My very first post was made on March 27, 2013. At that time, I thought my purpose in establishing a blog was to promote the book I’d been working on for the past two years,and so the blog was an announcement of the book and the next posting was a call for stories of how different people experienced and dealt with the grieving process. A few people did write in, but very quickly, I found that I didn’t want to be writing about and dealing with grief every day and this blog very quickly turned into a celebration of life again. Here is my very first post:
I’ve just sent the book I’ve been working on for 12 years to the printer!!!!
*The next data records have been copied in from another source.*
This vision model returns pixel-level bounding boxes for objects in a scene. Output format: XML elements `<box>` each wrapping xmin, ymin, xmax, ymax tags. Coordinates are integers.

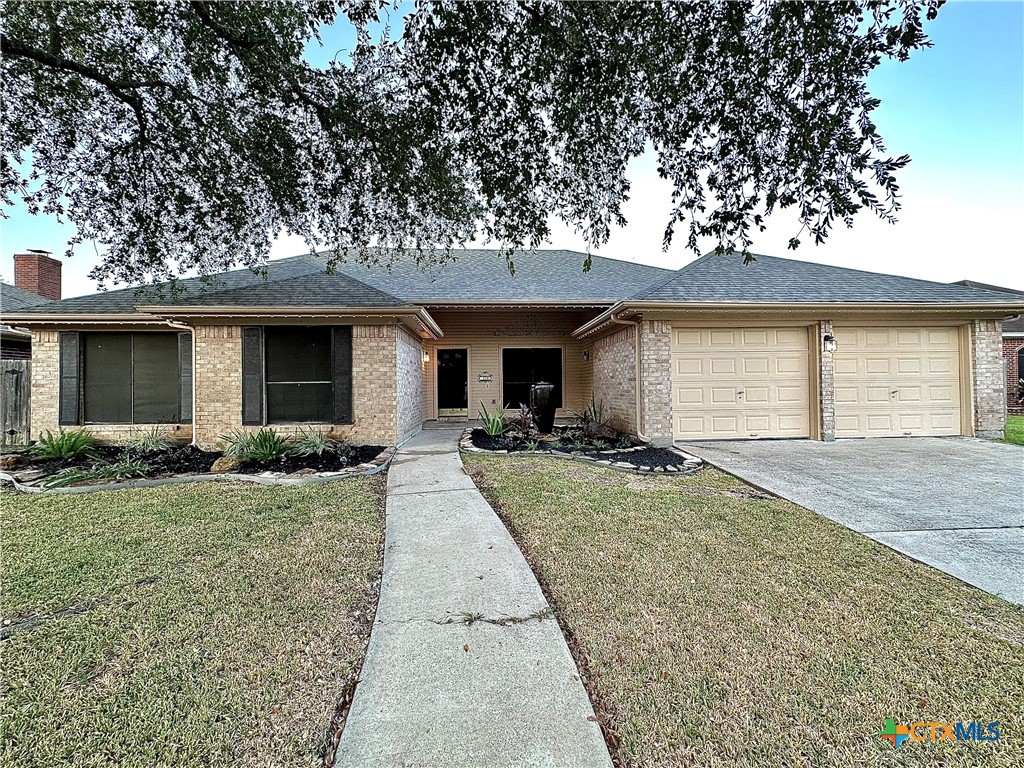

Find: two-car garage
<box><xmin>671</xmin><ymin>323</ymin><xmax>963</xmax><ymax>440</ymax></box>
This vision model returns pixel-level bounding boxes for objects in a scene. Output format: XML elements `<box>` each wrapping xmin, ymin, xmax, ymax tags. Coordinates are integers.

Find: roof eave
<box><xmin>572</xmin><ymin>301</ymin><xmax>1024</xmax><ymax>338</ymax></box>
<box><xmin>137</xmin><ymin>305</ymin><xmax>444</xmax><ymax>339</ymax></box>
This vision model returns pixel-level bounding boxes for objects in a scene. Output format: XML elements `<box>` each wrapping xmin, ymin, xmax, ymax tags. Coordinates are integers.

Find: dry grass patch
<box><xmin>466</xmin><ymin>456</ymin><xmax>1024</xmax><ymax>766</ymax></box>
<box><xmin>0</xmin><ymin>477</ymin><xmax>383</xmax><ymax>766</ymax></box>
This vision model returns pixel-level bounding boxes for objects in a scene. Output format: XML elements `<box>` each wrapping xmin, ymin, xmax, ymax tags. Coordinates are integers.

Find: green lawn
<box><xmin>0</xmin><ymin>477</ymin><xmax>383</xmax><ymax>766</ymax></box>
<box><xmin>466</xmin><ymin>456</ymin><xmax>1024</xmax><ymax>766</ymax></box>
<box><xmin>1007</xmin><ymin>416</ymin><xmax>1024</xmax><ymax>445</ymax></box>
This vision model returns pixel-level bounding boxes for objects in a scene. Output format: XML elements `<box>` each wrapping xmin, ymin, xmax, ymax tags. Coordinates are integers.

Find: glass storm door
<box><xmin>437</xmin><ymin>349</ymin><xmax>469</xmax><ymax>417</ymax></box>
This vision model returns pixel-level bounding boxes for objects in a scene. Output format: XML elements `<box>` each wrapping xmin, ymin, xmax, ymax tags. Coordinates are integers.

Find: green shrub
<box><xmin>292</xmin><ymin>429</ymin><xmax>345</xmax><ymax>456</ymax></box>
<box><xmin>31</xmin><ymin>429</ymin><xmax>96</xmax><ymax>459</ymax></box>
<box><xmin>220</xmin><ymin>427</ymin><xmax>293</xmax><ymax>464</ymax></box>
<box><xmin>43</xmin><ymin>459</ymin><xmax>150</xmax><ymax>488</ymax></box>
<box><xmin>477</xmin><ymin>400</ymin><xmax>508</xmax><ymax>437</ymax></box>
<box><xmin>125</xmin><ymin>427</ymin><xmax>174</xmax><ymax>454</ymax></box>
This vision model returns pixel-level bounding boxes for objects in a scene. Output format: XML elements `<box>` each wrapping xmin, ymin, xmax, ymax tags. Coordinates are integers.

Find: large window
<box><xmin>264</xmin><ymin>326</ymin><xmax>334</xmax><ymax>424</ymax></box>
<box><xmin>81</xmin><ymin>333</ymin><xmax>181</xmax><ymax>424</ymax></box>
<box><xmin>502</xmin><ymin>347</ymin><xmax>562</xmax><ymax>408</ymax></box>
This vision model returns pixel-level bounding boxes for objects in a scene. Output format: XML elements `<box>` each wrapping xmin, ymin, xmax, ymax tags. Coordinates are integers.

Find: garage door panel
<box><xmin>834</xmin><ymin>327</ymin><xmax>961</xmax><ymax>437</ymax></box>
<box><xmin>672</xmin><ymin>328</ymin><xmax>810</xmax><ymax>439</ymax></box>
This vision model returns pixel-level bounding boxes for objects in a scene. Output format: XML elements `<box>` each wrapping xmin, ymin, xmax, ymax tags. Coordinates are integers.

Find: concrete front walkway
<box><xmin>335</xmin><ymin>429</ymin><xmax>611</xmax><ymax>768</ymax></box>
<box><xmin>685</xmin><ymin>437</ymin><xmax>1024</xmax><ymax>605</ymax></box>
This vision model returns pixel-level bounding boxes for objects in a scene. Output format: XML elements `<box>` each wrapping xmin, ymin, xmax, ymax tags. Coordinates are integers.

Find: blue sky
<box><xmin>0</xmin><ymin>0</ymin><xmax>1024</xmax><ymax>296</ymax></box>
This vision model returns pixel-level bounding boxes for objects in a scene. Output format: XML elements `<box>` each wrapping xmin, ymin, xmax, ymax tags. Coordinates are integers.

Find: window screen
<box><xmin>82</xmin><ymin>333</ymin><xmax>132</xmax><ymax>424</ymax></box>
<box><xmin>502</xmin><ymin>347</ymin><xmax>562</xmax><ymax>408</ymax></box>
<box><xmin>264</xmin><ymin>326</ymin><xmax>334</xmax><ymax>424</ymax></box>
<box><xmin>82</xmin><ymin>333</ymin><xmax>181</xmax><ymax>424</ymax></box>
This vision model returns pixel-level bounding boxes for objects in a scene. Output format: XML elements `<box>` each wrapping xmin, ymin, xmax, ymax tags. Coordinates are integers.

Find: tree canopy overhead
<box><xmin>0</xmin><ymin>0</ymin><xmax>943</xmax><ymax>283</ymax></box>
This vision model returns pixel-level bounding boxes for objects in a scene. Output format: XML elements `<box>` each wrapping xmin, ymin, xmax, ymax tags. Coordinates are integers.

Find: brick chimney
<box><xmin>14</xmin><ymin>248</ymin><xmax>63</xmax><ymax>301</ymax></box>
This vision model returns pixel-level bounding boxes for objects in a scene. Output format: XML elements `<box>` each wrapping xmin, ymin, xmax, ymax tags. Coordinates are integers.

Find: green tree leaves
<box><xmin>0</xmin><ymin>0</ymin><xmax>941</xmax><ymax>283</ymax></box>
Lessons from a Grief Diary: Rebuilding Your Life after the Death of a Loved One
a new book by: Judy Dykstra-Brown and Anthony Moriarty, Ph.D.
A widow’s grief diary chronicling the illness and death of her husband as well as the process of her recovery from grief over the next eight years is analyzed in alternating chapters by a psychologist. Includes methods of overcoming grief, suggested further reading and ending notes that summarize main points of the book.
Available on Amazon, Kindle and in Bookstores, including Diane Pearl Colecciones and Jose Melendrez’s store in the plaza in Ajijic, MX.
(The only change I’ve made to this post is to say that the book is now available. For some reason I’d never changed over from saying it would soon be available.)
Then, on April 1, 2013, I published this post:
Someone sent me an invitation from NaPoWriMo to write a poem a day for a month, but I need a website to post them. Since this is the only blog/website I have, I’m going to use this one. There will be a poem each day for a month, all written on the day they were posted, dashed off quickly, but what fun to have completed 30 poems by the end of the month. Please join me and post your poems here, as well.
Earlier today, someone posted a comment, then wrote back to change “lying” to “laying.” Of course, I had to fight my better nature and write back that he was actually right the first time. I then included this little poem, written in about a minute, to soften that pedantic blow. Yes, I really am a “reformed” English teacher. But I backslide now and then:
Old English teachers never die.
They just advise on “lay or lie?”
Driving friends who are grammatically hazy
With that 4-line ditty, the course of this blog was reset and quickly became what it is today.